A throng of family members -- including his mother, Juannessa Bennett -- were waiting outside Al Burruss Correctional Training Center when the 21-year-old to emerge from the prison.

"At the end of the day, the courts made the right decision," Wilson said. "I can't describe how I feel. To all those who supported me, you will not be disappointed."

In a 4-to-3 decision, justices upheld a Monroe County judge's ruling that Wilson's ten-year prison sentence was "cruel and unusual punishment".

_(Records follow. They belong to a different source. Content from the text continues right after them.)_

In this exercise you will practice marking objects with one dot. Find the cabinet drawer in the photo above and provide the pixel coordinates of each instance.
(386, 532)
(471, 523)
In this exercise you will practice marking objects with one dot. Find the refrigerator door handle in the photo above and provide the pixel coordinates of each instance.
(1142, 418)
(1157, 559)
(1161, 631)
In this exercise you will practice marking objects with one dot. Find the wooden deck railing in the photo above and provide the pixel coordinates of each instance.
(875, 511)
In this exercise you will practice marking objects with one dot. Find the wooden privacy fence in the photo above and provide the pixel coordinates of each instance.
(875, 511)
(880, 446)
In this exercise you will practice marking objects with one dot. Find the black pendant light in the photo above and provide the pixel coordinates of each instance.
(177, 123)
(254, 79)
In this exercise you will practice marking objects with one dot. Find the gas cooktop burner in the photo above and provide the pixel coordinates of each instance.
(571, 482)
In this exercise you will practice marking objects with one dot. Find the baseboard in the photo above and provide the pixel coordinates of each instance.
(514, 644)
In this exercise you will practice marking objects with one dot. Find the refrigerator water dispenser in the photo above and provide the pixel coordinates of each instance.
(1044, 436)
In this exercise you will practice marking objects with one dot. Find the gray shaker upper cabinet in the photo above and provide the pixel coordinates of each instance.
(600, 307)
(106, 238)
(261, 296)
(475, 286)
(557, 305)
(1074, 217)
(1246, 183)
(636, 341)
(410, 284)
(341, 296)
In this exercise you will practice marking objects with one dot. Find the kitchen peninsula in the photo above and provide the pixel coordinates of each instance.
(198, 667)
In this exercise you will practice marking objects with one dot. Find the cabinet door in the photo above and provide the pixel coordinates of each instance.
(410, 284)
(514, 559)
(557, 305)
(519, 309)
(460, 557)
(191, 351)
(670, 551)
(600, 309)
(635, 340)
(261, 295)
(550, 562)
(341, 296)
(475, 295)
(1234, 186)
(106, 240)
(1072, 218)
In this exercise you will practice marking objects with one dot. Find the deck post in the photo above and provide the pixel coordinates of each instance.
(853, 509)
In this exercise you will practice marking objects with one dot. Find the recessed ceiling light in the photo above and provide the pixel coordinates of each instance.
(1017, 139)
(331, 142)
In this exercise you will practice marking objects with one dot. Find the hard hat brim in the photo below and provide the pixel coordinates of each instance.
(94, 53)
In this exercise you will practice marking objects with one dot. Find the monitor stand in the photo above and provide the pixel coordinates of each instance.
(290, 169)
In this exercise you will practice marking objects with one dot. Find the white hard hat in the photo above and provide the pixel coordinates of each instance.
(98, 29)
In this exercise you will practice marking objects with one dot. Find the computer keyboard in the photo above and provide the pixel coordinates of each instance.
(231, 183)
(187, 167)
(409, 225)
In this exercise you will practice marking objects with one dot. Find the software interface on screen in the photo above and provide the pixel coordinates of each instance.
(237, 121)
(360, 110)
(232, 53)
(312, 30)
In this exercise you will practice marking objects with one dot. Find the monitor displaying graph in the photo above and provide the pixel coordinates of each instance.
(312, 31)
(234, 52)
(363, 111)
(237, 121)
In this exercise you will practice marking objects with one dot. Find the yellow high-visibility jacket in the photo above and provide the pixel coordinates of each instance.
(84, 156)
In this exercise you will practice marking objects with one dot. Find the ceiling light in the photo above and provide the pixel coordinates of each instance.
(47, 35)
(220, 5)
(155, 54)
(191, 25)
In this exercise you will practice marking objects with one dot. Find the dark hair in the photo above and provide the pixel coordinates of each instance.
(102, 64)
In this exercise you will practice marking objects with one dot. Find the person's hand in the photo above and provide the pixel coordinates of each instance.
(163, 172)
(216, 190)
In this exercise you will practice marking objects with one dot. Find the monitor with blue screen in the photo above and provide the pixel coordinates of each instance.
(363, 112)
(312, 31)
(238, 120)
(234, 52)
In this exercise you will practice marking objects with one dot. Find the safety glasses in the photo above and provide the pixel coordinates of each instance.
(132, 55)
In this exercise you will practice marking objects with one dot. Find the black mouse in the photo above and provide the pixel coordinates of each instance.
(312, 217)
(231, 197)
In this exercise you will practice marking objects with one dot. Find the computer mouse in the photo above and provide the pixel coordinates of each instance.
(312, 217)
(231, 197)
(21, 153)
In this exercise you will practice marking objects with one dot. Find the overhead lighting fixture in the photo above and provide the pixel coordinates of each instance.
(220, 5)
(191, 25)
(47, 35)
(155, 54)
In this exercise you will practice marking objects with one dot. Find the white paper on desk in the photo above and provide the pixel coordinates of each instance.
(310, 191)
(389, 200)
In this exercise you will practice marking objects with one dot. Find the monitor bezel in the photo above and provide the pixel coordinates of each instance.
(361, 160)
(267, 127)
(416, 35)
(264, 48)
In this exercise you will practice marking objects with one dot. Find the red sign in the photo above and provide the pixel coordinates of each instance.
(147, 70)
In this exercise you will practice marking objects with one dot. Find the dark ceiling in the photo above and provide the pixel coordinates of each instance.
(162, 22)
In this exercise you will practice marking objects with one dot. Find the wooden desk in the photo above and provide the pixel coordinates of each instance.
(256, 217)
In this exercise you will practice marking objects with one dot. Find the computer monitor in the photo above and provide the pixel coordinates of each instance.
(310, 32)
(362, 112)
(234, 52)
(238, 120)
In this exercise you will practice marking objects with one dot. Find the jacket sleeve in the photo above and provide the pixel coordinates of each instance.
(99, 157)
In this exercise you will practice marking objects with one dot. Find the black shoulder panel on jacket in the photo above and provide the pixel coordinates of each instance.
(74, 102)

Wilson told a news conference outside the prison, "I'm finally happy to see we've got justice now."

He said that among his immediate goals was to get into college.

"His mother is just thrilled. We're all in a little bit of shock," said Wilson's lawyer, B.J. Bernstein.

Wilson was convicted of aggravated child molestation following a 2003 New Year's Eve party at a Douglas County motel room where he was videotaped having oral sex with a 15-year-old girl. Wilson was 17 at the time. He was also charged with raping another 17-year-old girl at the party but a jury acquitted him.

The law was amended in 2006, but the Legislature did not make the law retroactive, meaning the change did not apply to Wilson.

Chief Justice Leah Ward Sears wrote in the majority opinion that the changes in the law "represent a seismic shift in the legislature's view of the gravity of oral sex between two willing teenage participants."

Sears said the severe punishment makes "no measurable contribution to acceptable goals of punishment" and that Wilson's crime did not rise to the "level of adults who prey on children.

State Attorney General Thurbert Baker said he accepts Friday's ruling.

Baker said he hopes the ruling will "put an end to this issue as a matter of contention in the hearts and minds of concerned Georgians and others across the country who have taken such a strong interest in this case."

District Attorney David McDade, who led the effort to put Wilson behind bars, disagreed with the court's decision.

"I too have received and reviewed the decision by the Georgia Supreme Court in this case, and while I respectfully may disagree with the court's decision, I also must respect their authority as the final arbiter in this case," McDade said in a statement released Friday. "I continue to support the efforts of Attorney General Thurbert Baker in striving to make certain that all laws are applied consistently to all parties."

Wilson's supporters were jubilant.

"It's been a long time coming," said U.S. Rep. John Lewis, an Atlanta Democrat. "Each day that this young man spent in prison was a day too long."

Civil rights activist Jesse Jackson, who is visiting Georgia this week, called for an end to mandatory minimum prison sentences.

State lawmakers announced they had raised $4,000 toward a scholarship fund for Wilson, and Jackson promised another $5,000 from the Rainbow/PUSH organization.

The state Supreme Court had turned down Wilson's appeal of his conviction and sentence, but the justices agreed to hear the state's appeal of a Monroe County judge's decision to reduce Wilson's sentence to 12 months and free him. That judge had called the 10-year sentence a "grave miscarriage of justice."

Dissenting justices wrote that the state Legislature expressly stated that the 2006 change in the law was not intended to affect any crime prior to that date.

They said Wilson's sentence could not be cruel and unusual because the state Legislature decided that Wilson could not benefit from subsequent laws reducing the severity of the crime from a felony to a misdemeanor.

They called the decision an "unprecedented disregard for the General Assembly's constitutional authority."